2 comments

  • throw0101a 2 hours ago
    When setting up root-on-ZFS on FreeBSD, it's worth knowing about boot environments (a concept originally from Solaris):

    * https://klarasystems.com/articles/managing-boot-environments...

    * https://wiki.freebsd.org/BootEnvironments

    * https://man.freebsd.org/cgi/man.cgi?query=bectl

    * https://dan.langille.org/category/open-source/freebsd/bectl/

    * https://vermaden.wordpress.com/2022/03/14/zfs-boot-environme...

    It lets you patch/upgrade an isolated environment without touching the running bits, reboot into that environment, and if things aren't working well boot back into the last known-good one.

  • TacticalCoder 3 hours ago
    This is getting lots of upvotes and rightfully so. I think people would love more posts about FreeBSD: especially about ZFS and bhyve (the FreeBSD hypervisor).

    It's a bit sad that this Lenovo ThinkCentre ain't using ECC. I use and know ZFS is good but I'd prefer to run it on a machine supporting ECC.

    I never tried FreeBSD but I'm reading more and more about it and it looks like although FreeBSD has always had its regular users, there are now quite some people curious about trying it out. For a variety of reasons. The possibility of having ZFS by default and an hypervisor without systemd is a big one for me (I run Proxmox so I'm halfway there but bhyve looks like it'd allow me to be completely systemd free).

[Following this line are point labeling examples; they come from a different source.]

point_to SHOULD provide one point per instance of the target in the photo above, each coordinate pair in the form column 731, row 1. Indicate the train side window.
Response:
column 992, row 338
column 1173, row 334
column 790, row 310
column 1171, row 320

    I'm running systemd-free VMs and systemd-free containers (long live non-systemd PID ones) so bhyve looks like it could the final piece of the puzzle to be free of Microsoft/Poettering's systemd.

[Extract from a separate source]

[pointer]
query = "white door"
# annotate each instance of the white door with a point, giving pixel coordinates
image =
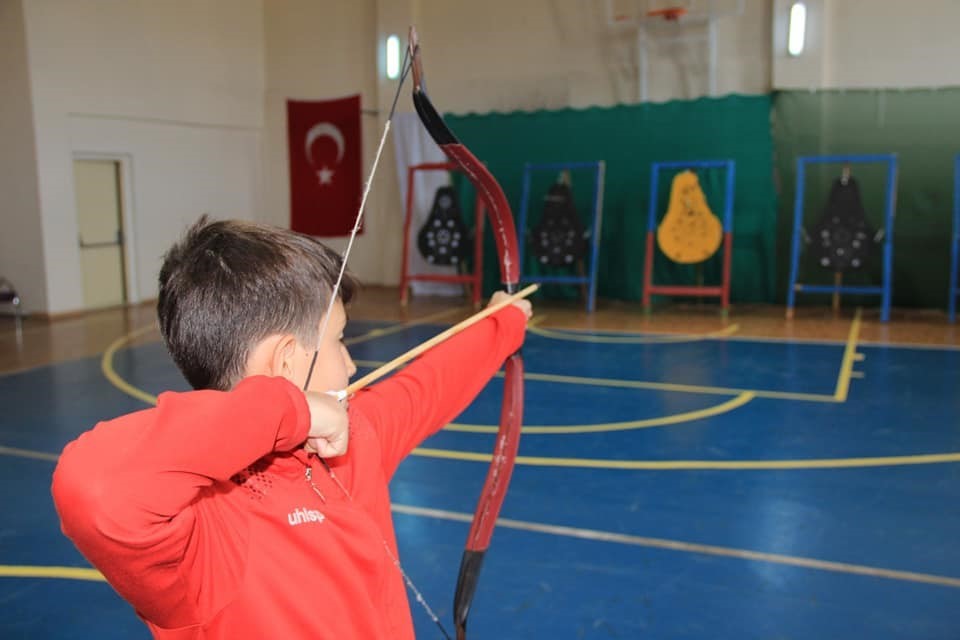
(100, 221)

    • feisty0630 1 hour ago
      You express a desire for more FreeBSD posts and then immediately wade into all the typical flame-warring that surrounds most BSD/ZFS posts (systemd, ECC RAM), and it's been that way for over a decade at this point.
    • jccx70 2 hours ago
      "I think people would love more posts about FreeBSD" Translate to: "I would love more post..."
    • grayxu 3 hours ago
      other filesystems are just as susceptible to data corruption from memory errors. this is not a weakness unique to ZFS.